El aire todavía huele a metal, debido a las torres de energía que ahora están repartidas por cada rincón de las ciudades, aunque ya casi nadie le echa cuenta. Las calles están llenas de pantallas flotantes, anuncios interactivos que se aparecen ante ti como un holograma y drones que reparten cartas y citaciones del gobierno. También hay un muro, frente a mi casa, donde la gente deja sugerencias o folios pegados quejándose de lo que no les gusta de la sociedad, porque ya nadie se manifiesta en las calles.
Estoy tan acostumbrada a levantarme temprano que, para cuando suena la alarma a las 6:30, yo ya estoy duchada y desayunada. Me pongo con rapidez el uniforme que suelo llevar de lunes a jueves: un pantalón de traje blanco, una camisa celeste y unos tacones bajos a juego. No es algo práctico, pero nos hace parecer impolutos y accesibles a la vez.
Trabajo como educadora social en uno de los sectores principales de la ciudad, el 2B. No es el mejor ni el más importante, pero es un logro trabajar allí si llevas trabajando tan poco tiempo como yo. Ah, no lo he dicho, cierto. Hace años que las ciudades están divididas por sectores, según número y letra; desde el más importante y rico, el 1A; hasta el más pobre, el 1D. Hay diez en total, repartidos según la tasa de mortalidad y riqueza.

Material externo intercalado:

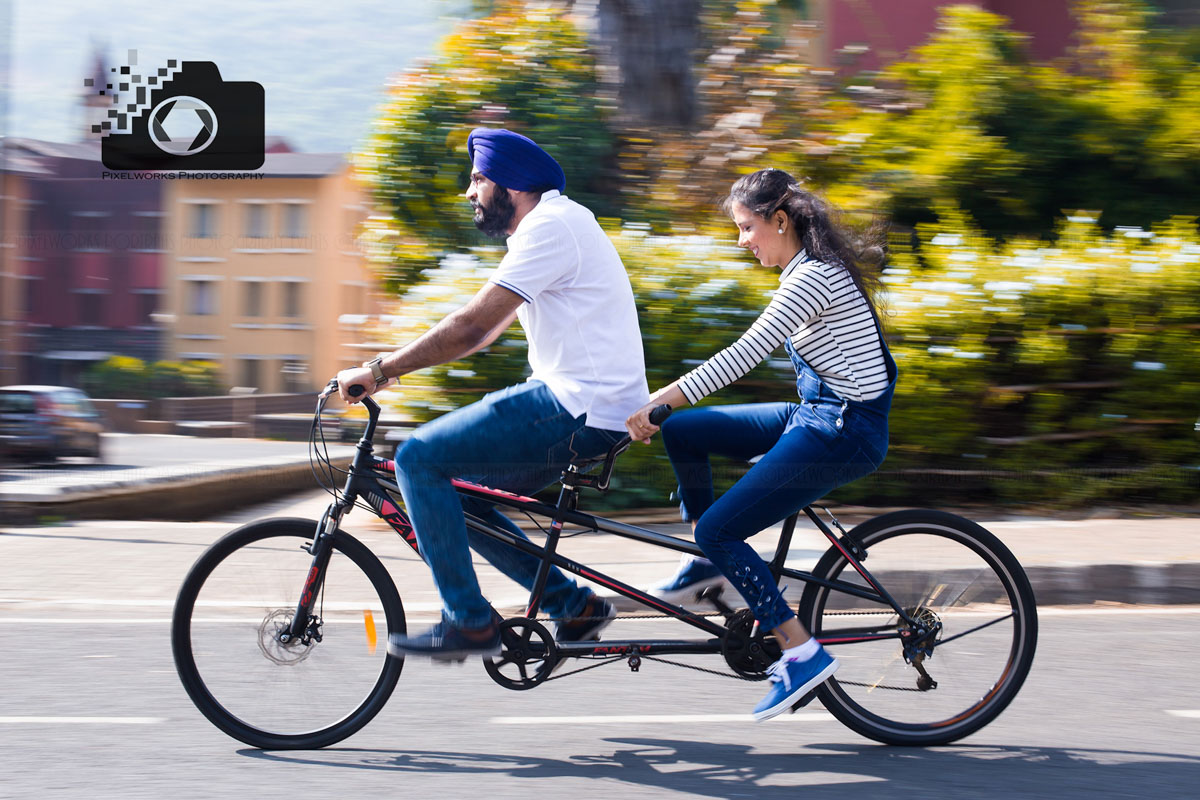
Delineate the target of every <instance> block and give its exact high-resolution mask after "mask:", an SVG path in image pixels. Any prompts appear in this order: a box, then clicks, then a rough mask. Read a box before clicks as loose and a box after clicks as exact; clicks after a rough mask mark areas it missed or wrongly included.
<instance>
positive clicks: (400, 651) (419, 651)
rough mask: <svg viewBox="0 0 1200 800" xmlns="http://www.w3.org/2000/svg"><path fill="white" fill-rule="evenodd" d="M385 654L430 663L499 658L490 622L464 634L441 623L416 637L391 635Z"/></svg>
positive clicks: (492, 623)
mask: <svg viewBox="0 0 1200 800" xmlns="http://www.w3.org/2000/svg"><path fill="white" fill-rule="evenodd" d="M388 654H389V655H392V656H397V657H402V656H426V657H428V658H433V660H434V661H463V660H466V658H467V657H468V656H482V657H485V658H487V657H492V656H498V655H500V628H499V626H498V625H497V624H496V622H494V621H492V622H488V625H487V627H481V628H478V630H464V628H460V627H455V626H454V625H451V624H450V622H448V621H445V620H442V621H440V622H438V624H437V625H434V626H433V627H431V628H430V630H427V631H425V632H424V633H420V634H416V636H402V634H400V633H392V634H391V636H389V637H388Z"/></svg>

Mi jornada empieza con una chica del centro, Mika. Mika sufre de estrés postraumático desde que cerraron su barrio por sorpresa y derrumbaran su casa delante de sus ojos. Ahora es bastante común hacer tales cosas, con el objetivo de lograr ascender al sector 1A. Me cuenta como se ha sentido esta semana y que le gustaría encontrar un piso más adecuado para ella que el que el gobierno le ha entregado. Yo la escucho, aunque eso parece algo fuera de lo común en esta sociedad, y le ayudo a hacer una lista de lugares en los que se pueda quedar con mi libreta digital.

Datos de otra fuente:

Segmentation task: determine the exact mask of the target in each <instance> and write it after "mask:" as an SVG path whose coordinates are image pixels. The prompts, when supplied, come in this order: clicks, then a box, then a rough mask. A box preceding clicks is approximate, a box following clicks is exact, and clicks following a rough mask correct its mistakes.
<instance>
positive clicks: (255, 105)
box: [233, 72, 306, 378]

Después le llega el turno a Kael, un chaval de trece años que quiere entrar en la EITE, la Escuela Intersectoral de Tecnologías y Educación. Malik tiene tanto problemas como talento; sus padres, que vinieron huyendo del sector 4C, el segundo más pobre, por miedo a una enfermedad contagiosa, no tienen papeles y no pueden matricularlo en la escuela. Además, no tiene ordenador ni libreta digital. ç
Lleva semanas acudiendo al centro cada tarde, arreglando tablets antiguas que otros tiran a la basura, inventando códigos para juegos educativos y enseñando a otros niños. Lo prometo que esta semana pediría una revisión de su expediente, aunque sé que las probabilidades de que el sistema escuche son pocas.

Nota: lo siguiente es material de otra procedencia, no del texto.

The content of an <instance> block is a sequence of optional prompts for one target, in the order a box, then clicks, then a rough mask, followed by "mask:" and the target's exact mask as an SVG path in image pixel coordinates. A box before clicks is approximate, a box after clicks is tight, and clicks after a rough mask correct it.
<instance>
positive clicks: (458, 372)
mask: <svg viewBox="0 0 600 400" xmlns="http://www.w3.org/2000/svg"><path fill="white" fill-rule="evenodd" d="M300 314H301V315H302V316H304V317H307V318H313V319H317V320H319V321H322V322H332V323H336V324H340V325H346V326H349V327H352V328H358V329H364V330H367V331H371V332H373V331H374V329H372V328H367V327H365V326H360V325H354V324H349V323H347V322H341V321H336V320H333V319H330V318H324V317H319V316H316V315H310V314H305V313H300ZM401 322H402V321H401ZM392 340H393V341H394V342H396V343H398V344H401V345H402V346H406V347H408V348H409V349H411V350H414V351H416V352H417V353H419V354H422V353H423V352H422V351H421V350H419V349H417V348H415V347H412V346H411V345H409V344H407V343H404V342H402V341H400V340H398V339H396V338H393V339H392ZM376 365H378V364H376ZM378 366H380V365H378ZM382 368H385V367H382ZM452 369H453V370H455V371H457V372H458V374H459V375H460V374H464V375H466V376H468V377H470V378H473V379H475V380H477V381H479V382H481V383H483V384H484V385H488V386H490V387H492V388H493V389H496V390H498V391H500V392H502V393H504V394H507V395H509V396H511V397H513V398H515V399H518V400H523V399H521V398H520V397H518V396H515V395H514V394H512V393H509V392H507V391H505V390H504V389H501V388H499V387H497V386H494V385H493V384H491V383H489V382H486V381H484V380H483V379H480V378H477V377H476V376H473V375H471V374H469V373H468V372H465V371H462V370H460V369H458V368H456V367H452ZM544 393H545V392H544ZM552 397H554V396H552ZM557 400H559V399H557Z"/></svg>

Luego llega Marisol, una mujer de 50 años que no tiene trabajo porque nadie o casi nadie la contrata por su edad; Ramiro, recién despedido de 20 años, Gabriela, Noah...
Una vez que he acabado con la lista, que a veces me parece interminable, apago la libreta digital y las luces, para después cerrar el centro. En el camino de vuelta a casa, paso frente al muro de las quejas. Hoy hay una hoja que dice: "No somos datos. Somos personas.”
Me detengo un momento, sin decir nada, y saco del bolso un rotulador. Justo debajo de esa frase, escribo: “Y mientras alguien nos escuche, no estamos perdidos.”
Después sigo caminando, hasta mañana, que volveré al centro como cada semana.